Various charities and non-profit organizations are eligible for a rebate on the sales tax they pay in the process of providing certain types of goods and services (“supplies”). This is called the Public Service Body rebate, and its percentage depends on the nature of the organization and its activities. Most charities qualify for a 50% rebate, and other types of organizations qualify for higher rates.
One of the types of supplies with a higher rebate percentage are “facility supplies”, which qualify for an 83% rebate. Part of the definition of a facility supply is that it is made by a “public hospital or qualifying facility” and involves medically necessary health care. This used to be restricted only to hospital authorities, but in 2005 the law was expanded to include other organizations in recognition of the fact that some traditional hospital services are now being performed in other settings.
The details of the expanded parameters are obviously still fuzzy, because several long-term care facilities are currently embroiled in tax disputes on the issue.
One British Columbia non-profit organization, Elim Housing Society, is at the forefront of this battle. It operates a long-term facility called The Harrison. The CRA denied Elim’s claim for the facility supply rebate for The Harrison, and Elim has appealed this decision.

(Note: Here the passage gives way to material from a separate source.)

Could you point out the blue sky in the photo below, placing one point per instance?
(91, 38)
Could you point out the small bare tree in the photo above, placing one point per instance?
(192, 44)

The legal requirements are quite convoluted, as is the case with most GST/HST issues, but essentially Elim was arguing that long-term care facilities qualify for a higher rebate because they provide a range of medically-necessary therapeutic health care services, reasonably expected to take place under the supervision of a physician. The Tax Court of Canada reviewed the details of The Harrison’s operations and determined that it did qualify for the rebate. In doing so, the Court had the following points (among others) to make:
- Disputed terms in the law, like “therapeutic” and “medically necessary”, should be interpreted broadly.
- Despite only providing nursing care and not employing physicians, a care facility can still qualify if physicians play an important role in the health care team
- The health care can be “medically necessary” under the law even if it is not determined to be so by a physician.
This is good news for the several other long-term care facilities that are in the middle of fighting this same fight. It will hopefully herald a shift in the CRA’s policies that will benefit assisted living facilities across Canada.
 This article exclusively discusses the rebates available on the federal portion of GST/HST, and not the provincial/territorial.